Dr. Yavin Shaham, formerly of the University of Toronto and now in NIDA's Intramural Research Program in Baltimore; NIDA grantee Dr. Jane Stewart of Concordia University in Montreal; and their colleagues at Concordia University and the Addiction Research Foundation in Toronto have conducted a series of studies to determine whether CRF antagonists can prevent stress-induced relapse to drug-seeking in rats. In these studies, rats were trained to press a lever to receive a dose of cocaine or heroin. After the rats learned this behavior, the supply of drugs was terminated so that pressing the lever no longer resulted in a dose of drug. As a result, the rats reduced their lever pressing to practically nothing.
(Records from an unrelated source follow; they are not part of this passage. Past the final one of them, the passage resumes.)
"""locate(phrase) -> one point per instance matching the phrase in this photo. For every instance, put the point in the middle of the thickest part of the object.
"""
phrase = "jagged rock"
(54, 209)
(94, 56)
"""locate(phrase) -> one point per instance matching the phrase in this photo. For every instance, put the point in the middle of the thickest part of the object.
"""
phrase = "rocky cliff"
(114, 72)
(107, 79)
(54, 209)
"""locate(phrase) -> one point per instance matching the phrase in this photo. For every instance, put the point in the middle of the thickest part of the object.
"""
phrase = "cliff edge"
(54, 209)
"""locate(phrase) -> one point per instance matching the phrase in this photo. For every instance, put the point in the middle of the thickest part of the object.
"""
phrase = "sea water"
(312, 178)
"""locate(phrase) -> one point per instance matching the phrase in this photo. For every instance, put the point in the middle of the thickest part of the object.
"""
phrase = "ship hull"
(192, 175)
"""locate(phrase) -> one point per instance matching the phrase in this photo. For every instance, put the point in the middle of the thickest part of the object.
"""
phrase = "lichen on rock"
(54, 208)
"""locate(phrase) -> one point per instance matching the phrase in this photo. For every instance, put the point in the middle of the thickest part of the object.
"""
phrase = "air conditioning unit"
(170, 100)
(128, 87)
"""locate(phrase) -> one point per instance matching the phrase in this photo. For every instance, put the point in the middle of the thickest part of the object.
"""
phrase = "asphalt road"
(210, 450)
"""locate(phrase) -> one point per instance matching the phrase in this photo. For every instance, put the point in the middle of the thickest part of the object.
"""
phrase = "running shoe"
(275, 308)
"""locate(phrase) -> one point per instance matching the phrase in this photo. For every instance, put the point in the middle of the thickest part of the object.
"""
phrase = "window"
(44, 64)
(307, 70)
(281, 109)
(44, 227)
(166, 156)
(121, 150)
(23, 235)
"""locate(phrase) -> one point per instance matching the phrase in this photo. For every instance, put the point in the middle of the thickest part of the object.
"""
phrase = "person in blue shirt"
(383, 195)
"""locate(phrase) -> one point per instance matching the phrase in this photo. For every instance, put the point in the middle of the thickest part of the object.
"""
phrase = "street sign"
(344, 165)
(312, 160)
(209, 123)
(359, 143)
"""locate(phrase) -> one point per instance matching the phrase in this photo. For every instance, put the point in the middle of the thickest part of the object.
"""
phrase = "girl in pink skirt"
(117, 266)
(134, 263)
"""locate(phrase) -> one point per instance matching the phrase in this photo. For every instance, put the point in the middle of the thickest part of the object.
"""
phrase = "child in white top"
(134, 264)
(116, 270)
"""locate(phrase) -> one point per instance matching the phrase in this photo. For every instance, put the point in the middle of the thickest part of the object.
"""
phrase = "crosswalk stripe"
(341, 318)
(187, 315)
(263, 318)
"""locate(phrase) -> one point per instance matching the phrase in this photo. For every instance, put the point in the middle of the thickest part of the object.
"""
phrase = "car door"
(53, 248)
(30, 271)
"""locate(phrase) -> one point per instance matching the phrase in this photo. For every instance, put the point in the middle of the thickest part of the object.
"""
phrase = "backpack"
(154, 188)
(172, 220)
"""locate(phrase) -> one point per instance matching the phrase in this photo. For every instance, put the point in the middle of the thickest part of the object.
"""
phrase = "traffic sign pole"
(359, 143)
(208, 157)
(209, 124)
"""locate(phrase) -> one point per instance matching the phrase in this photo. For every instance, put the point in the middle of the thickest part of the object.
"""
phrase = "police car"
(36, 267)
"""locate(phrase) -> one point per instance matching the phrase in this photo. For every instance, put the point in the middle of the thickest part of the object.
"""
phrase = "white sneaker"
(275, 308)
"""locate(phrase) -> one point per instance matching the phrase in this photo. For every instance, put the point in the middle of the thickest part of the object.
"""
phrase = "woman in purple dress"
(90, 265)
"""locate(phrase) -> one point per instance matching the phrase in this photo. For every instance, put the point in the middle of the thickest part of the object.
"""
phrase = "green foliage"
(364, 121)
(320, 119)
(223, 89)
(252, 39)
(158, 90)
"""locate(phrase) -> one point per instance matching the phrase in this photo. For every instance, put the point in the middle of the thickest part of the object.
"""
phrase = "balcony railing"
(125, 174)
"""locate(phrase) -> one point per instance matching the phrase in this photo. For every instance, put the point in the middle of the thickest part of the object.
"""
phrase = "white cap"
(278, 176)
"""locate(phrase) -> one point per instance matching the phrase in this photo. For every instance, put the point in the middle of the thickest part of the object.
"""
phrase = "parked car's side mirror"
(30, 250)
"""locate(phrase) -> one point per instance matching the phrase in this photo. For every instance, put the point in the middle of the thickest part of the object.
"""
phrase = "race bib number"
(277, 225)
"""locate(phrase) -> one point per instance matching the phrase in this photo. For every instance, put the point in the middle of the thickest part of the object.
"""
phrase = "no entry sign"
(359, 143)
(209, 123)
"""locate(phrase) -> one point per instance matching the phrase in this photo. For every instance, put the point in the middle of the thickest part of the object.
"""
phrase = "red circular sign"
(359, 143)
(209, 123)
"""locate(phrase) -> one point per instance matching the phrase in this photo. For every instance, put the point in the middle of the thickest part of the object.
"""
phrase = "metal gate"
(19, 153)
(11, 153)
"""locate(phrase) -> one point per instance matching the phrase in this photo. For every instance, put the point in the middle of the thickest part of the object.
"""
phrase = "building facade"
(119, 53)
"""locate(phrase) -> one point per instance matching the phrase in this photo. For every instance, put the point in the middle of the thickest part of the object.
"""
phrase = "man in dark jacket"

However, when the rats were given mild intermittent footshocks for 10 to 15 minutes, they started to press the lever again as soon as it became available, even though they did not receive any drug. This indicates that stress can reinstate drug seeking in rats, just as it is reported to do in human addicts, says Dr. Stewart.
The researchers found that giving the rats a CRF antagonist prior to giving them footshocks could greatly reduce the rate at which the rats would press the lever again. However, the compound had no effect when the rats were pressing a lever to receive a drop of sugar solution that they could drink. "This suggests that the CRF antagonist blocks stress-induced relapse to drug seeking specifically and does not produce its effects by interfering with the animal's ability to press the lever," says Dr. Stewart.
Results such as these have interested staff in NIDA's Medications Development Division (MDD) in the potential of CRF antagonists for treating drug abuse relapse. "What's so interesting about CRF antagonists is that evidence suggests that they may be useful in treating relapse to a variety of drugs, including cocaine, heroin, and nicotine," says Dr. Jane Acri of MDD. "This is particularly important considering that people who abuse drugs often abuse a number of different drugs."
Shaham, Y.; Erb, S.; Leung, S.; Buczek, Y.; and Stewart, J. CP-154,526, a selective, non-peptide antagonist of the corticotropin-releasing factor1 receptor attenuates stress-induced relapse to drug seeking in cocaine- and heroin-trained rats. Psychopharmacology 137:184-190, 1998.